Reconocí al hombre. Era la última persona que quería ver.

Capítulo Nueve


Los cuatro soldados tropezaron con una mesa y cayeron sobre los bancos. Derribaron una lámpara y el aceite se incendió y se extendió rápidamente por la mesa, provocando un pequeño fuego y varias carcajadas. Jabnet retrocedió y yo también, sin saber qué hacer.

Yzebel se quitó el andrajoso delantal y sofocó las llamas con él. Los hombres aplaudieron su ingenio, y luego golpearon la mesa pidiendo comida y bebida.

Jabnet reemplazó la lámpara rota y les dio los últimos tres cuencos de comida. Cuando llevé uno vacío a la mesa para que compartieran con el cuarto hombre algo de estofado, ya habían engullido lo que iba a ser nuestra cena.

—¡Cuidado! —gritó el hombre que yo había reconocido—. La fea niña elefante nos derribará, como hace con todas las bestias del bosque.

Sus amigos encontraron este comentario muy ingenioso, y aparentemente Jabnet también, porque se rio a mis espaldas. El soldado bocazas era el mismo que se burló de mí cuando Obolus me sacó del río. Sus ojos grises y brillantes estaban demasiado cerca de una nariz retorcida, y sus escasos dientes estaban torcidos, rotos y amarillos. Su pelo parecía un brote de hierbas muertas, y me pregunté por qué no era rojo como su barba desaliñada. No me gustaban ni él ni sus amigos y quería que dejara de llamarme «chica elefante».

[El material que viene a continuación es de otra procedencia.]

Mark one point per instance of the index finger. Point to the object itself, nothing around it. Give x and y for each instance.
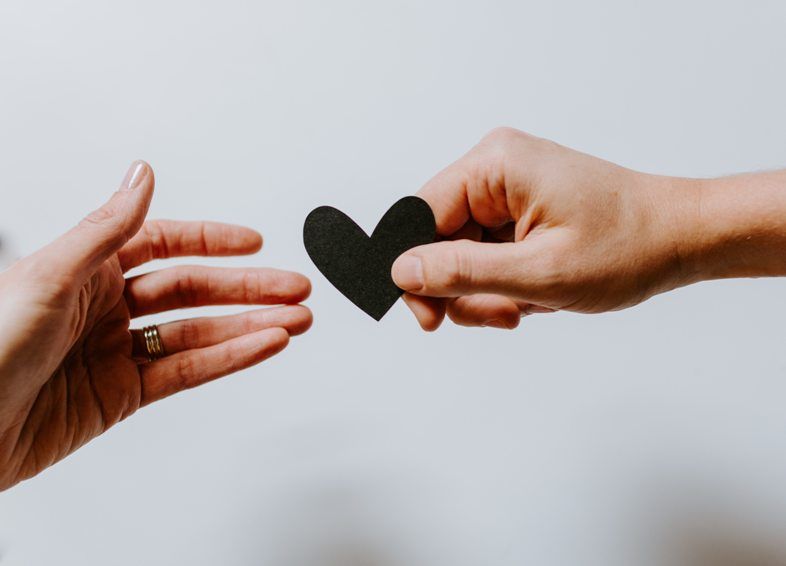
(471, 188)
(160, 239)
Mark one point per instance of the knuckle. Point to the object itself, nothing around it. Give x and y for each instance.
(251, 287)
(159, 247)
(459, 268)
(190, 334)
(186, 370)
(186, 288)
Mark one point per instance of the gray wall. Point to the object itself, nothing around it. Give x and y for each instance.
(651, 436)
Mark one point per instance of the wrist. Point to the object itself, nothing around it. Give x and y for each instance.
(731, 226)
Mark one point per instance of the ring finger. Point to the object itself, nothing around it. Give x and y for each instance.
(195, 333)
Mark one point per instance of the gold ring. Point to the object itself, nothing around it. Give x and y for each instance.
(153, 344)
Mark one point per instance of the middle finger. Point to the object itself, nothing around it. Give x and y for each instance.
(196, 286)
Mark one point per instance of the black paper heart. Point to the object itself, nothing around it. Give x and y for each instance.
(359, 265)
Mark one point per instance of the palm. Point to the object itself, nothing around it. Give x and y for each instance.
(98, 382)
(85, 369)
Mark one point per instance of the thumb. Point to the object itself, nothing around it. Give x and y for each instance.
(463, 267)
(82, 250)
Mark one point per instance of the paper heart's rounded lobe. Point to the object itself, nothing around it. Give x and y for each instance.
(359, 265)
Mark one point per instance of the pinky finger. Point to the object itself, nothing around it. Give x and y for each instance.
(192, 368)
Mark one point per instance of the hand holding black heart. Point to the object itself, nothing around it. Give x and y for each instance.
(359, 265)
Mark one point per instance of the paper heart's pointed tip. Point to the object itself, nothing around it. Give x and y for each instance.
(359, 265)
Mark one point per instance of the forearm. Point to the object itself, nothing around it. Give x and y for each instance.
(734, 226)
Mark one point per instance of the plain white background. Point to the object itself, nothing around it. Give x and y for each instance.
(651, 436)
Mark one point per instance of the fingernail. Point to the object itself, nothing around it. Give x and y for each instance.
(408, 273)
(136, 174)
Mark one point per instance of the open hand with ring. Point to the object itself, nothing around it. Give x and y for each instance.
(70, 364)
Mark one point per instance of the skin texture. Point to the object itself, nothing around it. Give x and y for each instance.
(535, 227)
(70, 367)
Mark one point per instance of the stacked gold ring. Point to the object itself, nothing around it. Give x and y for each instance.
(153, 344)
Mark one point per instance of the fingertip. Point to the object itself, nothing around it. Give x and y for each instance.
(253, 240)
(429, 312)
(301, 320)
(297, 285)
(273, 341)
(407, 272)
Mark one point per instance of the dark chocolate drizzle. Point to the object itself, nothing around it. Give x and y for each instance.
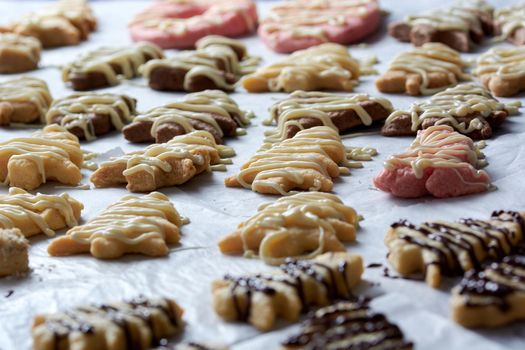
(347, 321)
(295, 272)
(141, 307)
(494, 239)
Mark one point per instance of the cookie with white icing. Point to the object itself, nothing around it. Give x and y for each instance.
(301, 226)
(165, 164)
(308, 161)
(18, 53)
(470, 109)
(510, 23)
(440, 162)
(493, 296)
(133, 224)
(39, 213)
(261, 299)
(140, 323)
(13, 252)
(217, 63)
(444, 248)
(324, 67)
(62, 23)
(423, 71)
(502, 70)
(51, 154)
(210, 110)
(306, 109)
(461, 26)
(347, 325)
(24, 100)
(105, 66)
(89, 114)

Sabía que era más prudente irme, pero en vez de eso le lancé mi mirada más fiera. Siguió riéndose de mí.

—Oh oh —dijo otro de los soldados. Tenía los tres dedos medios de la mano izquierda amputados, quedando solo el pulgar y el meñique, que usaba como un cangrejo—. Ten cuidado, Sakul, te hace mal de ojo.